Jackmannii: The comforting justification used by liberals who embrace media bias,
Um, this notion of “embracing” media bias is your own way of putting it. I have not seen anyone in this thread argue that distorting facts is ideally a good thing, although many have noted that given the ubiquity of human biases, some kind of distortion is always inevitable (though we must always keep trying to avoid it). This is not, as far as I can tell, a debate between those who like bias and those who dislike it, but an argument about how much and what kind of bias really exists in mainstream American media.

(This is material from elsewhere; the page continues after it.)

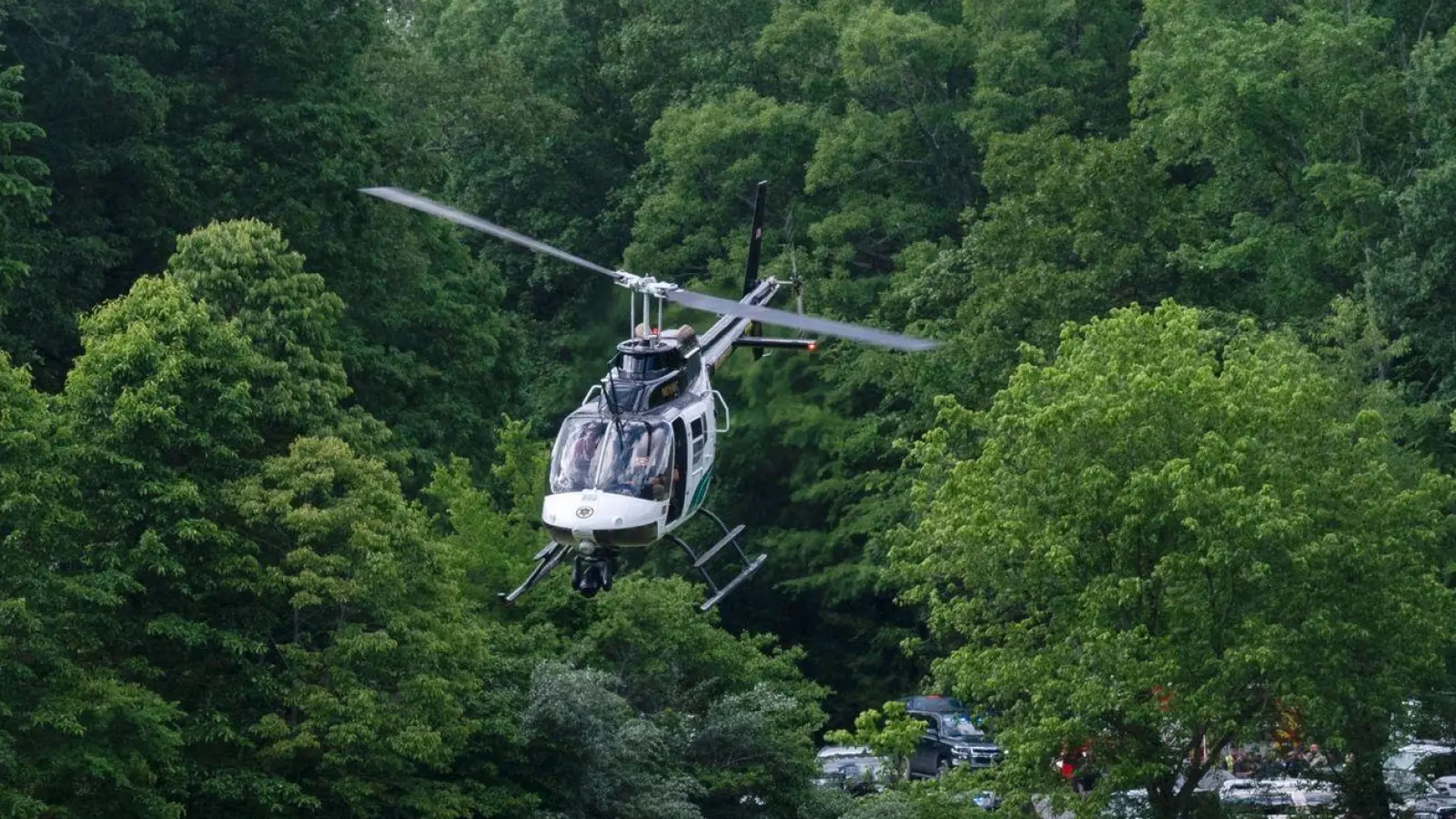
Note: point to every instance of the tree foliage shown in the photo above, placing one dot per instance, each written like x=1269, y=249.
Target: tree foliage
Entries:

that a pro-business slant cancels out any “advantage” on social policy,
Who said that? All I maintained, for example, is that media attitudes on social issues tend to be somewhat left of the American political center (which itself is pretty far right), while media attitudes on fiscal issues tend to be somewhat right of that center. I am not arguing that either of these is a good thing, a fair advantage, an unfair advantage, a necessary counterpart to an opposing slant, a “justification”, or any of the other adversarial concepts in terms of which you seem to want to cast this discussion.
is a crock.
Another emphatic magisterial pronouncement that is really nothing more than your own opinion.

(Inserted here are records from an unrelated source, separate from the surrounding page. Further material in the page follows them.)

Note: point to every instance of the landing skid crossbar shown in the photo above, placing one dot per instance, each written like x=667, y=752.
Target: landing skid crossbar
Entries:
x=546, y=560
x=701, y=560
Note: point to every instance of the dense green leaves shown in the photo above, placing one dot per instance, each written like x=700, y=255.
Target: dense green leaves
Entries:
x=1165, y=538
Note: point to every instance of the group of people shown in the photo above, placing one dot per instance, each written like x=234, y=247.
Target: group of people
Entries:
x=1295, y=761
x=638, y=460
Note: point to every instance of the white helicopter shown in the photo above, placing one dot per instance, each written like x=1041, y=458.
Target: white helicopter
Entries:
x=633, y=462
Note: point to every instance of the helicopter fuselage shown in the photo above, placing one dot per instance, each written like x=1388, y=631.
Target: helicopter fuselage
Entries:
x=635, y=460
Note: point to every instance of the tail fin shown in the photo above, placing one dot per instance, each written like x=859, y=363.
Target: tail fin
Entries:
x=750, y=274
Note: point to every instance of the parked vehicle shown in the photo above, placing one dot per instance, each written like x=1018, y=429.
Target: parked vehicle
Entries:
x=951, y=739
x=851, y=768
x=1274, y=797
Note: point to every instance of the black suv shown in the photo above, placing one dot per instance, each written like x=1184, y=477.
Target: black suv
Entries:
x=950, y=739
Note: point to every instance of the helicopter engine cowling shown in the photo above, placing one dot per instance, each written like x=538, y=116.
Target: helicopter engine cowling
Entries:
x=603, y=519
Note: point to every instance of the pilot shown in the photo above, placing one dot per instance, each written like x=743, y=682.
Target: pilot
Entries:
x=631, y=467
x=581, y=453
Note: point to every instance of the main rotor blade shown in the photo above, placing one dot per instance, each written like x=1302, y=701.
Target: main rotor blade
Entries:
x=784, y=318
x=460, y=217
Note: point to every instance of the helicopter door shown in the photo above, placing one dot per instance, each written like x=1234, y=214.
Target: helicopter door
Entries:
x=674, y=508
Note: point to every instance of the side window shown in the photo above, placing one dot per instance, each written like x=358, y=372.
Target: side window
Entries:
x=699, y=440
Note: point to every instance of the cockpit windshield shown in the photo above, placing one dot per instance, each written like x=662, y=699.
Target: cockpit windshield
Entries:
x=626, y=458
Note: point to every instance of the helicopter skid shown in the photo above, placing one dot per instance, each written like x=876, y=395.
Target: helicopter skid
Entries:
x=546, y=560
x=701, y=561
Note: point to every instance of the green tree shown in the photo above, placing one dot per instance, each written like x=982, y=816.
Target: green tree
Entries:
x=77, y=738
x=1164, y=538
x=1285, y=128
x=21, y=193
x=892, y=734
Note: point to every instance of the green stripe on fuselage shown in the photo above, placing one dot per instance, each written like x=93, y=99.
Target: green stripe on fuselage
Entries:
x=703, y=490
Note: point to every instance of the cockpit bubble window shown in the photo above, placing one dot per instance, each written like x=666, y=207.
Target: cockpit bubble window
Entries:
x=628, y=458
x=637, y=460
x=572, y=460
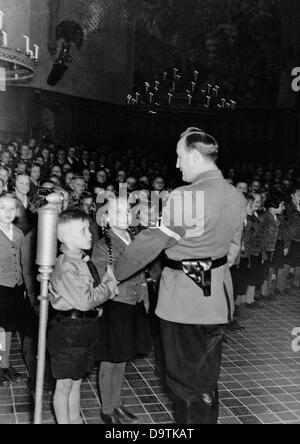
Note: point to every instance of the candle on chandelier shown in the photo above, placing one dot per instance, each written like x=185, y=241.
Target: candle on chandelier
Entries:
x=36, y=52
x=233, y=104
x=27, y=43
x=4, y=41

the national media do exhibit biases against business, especially big business (see consumer protection reporting for one example).

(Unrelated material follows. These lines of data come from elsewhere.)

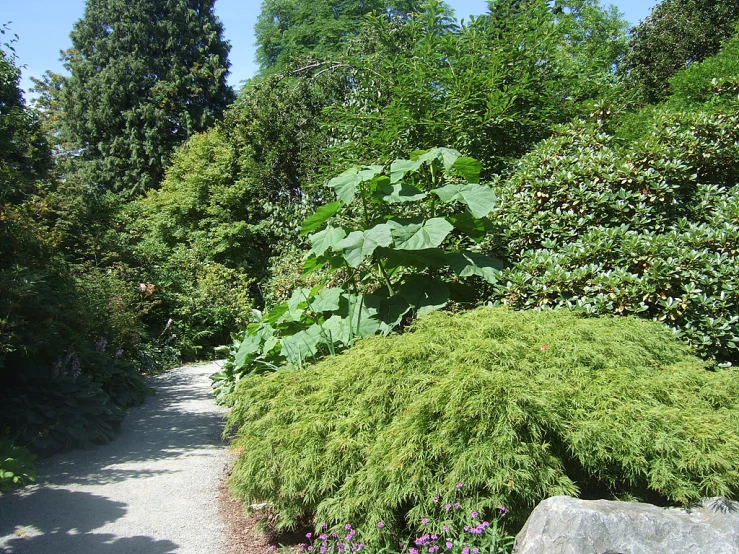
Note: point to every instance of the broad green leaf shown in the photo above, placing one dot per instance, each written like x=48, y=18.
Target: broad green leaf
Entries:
x=345, y=185
x=320, y=217
x=479, y=199
x=398, y=193
x=276, y=313
x=327, y=300
x=369, y=172
x=390, y=310
x=296, y=305
x=359, y=315
x=313, y=264
x=360, y=244
x=447, y=156
x=420, y=236
x=466, y=264
x=460, y=292
x=250, y=345
x=468, y=168
x=302, y=346
x=399, y=168
x=269, y=344
x=338, y=330
x=476, y=229
x=424, y=293
x=325, y=239
x=420, y=259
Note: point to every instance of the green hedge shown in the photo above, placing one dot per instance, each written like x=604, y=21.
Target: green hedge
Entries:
x=517, y=406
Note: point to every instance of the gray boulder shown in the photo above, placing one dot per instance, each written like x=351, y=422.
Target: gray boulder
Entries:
x=564, y=525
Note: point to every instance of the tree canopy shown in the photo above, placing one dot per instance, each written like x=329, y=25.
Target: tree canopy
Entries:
x=144, y=77
x=291, y=29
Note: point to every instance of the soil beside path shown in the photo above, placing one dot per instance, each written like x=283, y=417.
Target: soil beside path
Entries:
x=153, y=490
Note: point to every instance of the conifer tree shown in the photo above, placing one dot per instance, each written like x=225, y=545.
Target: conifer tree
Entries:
x=145, y=75
x=291, y=29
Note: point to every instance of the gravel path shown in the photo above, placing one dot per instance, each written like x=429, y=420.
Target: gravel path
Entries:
x=153, y=490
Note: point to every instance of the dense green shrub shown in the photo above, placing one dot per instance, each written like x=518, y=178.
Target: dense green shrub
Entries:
x=16, y=466
x=517, y=406
x=675, y=35
x=646, y=222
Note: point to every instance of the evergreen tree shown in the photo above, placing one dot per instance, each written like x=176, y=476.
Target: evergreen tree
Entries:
x=145, y=75
x=291, y=29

Can you be more specific? In what way is “consumer protection reporting” (which I presume means coverage of consumer safety issues like the Firestone recall) intrinsically “biased” against business, just because it may report facts unfavorable to business? Though such stories are often big news events (and sometimes, as in the silicone breast implants scare, are insufficiently founded in fact), I think that the attitude behind them is much more one of “Scary Unexpected Threats to Public Safety Sell Newspapers” than one of “Death to the Evil Corporate Pigs.” And they do not even come close to outweighing the overall corporate-boosterism media tendencies that Jeremytt and others here have mentioned.
And even if you were convinced of this dichotomy, why on earth would you accept the idea of slanted “social” reporting unless you were greedy for the perceived advantage it gave your causes?
As I noted above, nobody is “accepting” (in the sense of condoning) slanted reporting of any kind, so you can set your mind at rest about that.
As for the so-called “left-wing editorializing” about Bush and abortion that you claimed your opponents were too scared to take you up on, if that’s the same comment that I discussed with you in one of the abortion threads, I think that’s an awfully feeble argument you’ve got there. A news story about Bush’s restoring the “global gag rule” that ends with one sentence about his “signaling quick action to reverse Clinton’s policies on access to abortion” or words to that effect (apologies for not having the quote handy) seems blatantly left-slanted to you? Clinton removed Reagan’s and Bush Sr.'s “global gag rule”, which as posters on the other thread noted has the effect of hampering access to abortion, and Dubya put it back. And he justified that action by referring to his moral opposition to abortion and his hopes of seeing it further legally restricted. That seems to me to make the comment in the news story a perfectly reasonable prediction of what Bush’s policy actions on abortion will be, requiring no left-wing bias whatsoever to motivate it.
But hey, if you want to see it as a ghastly example of overwhelming liberal bias, go ahead—as Svinlesha pointed out, ultimately all our perceptions depend on where we’re standing ourselves. But the impression I get is that your accusations of “liberal bias” stem primarily from your own fairly extreme right-wing preferences. And naturally, you can retort that the converse applies to me, and we’ll be back where we started. But it will not make your arguments any stronger simply to keep claiming that you’re obviously right and anyone who doesn’t see it must be biased.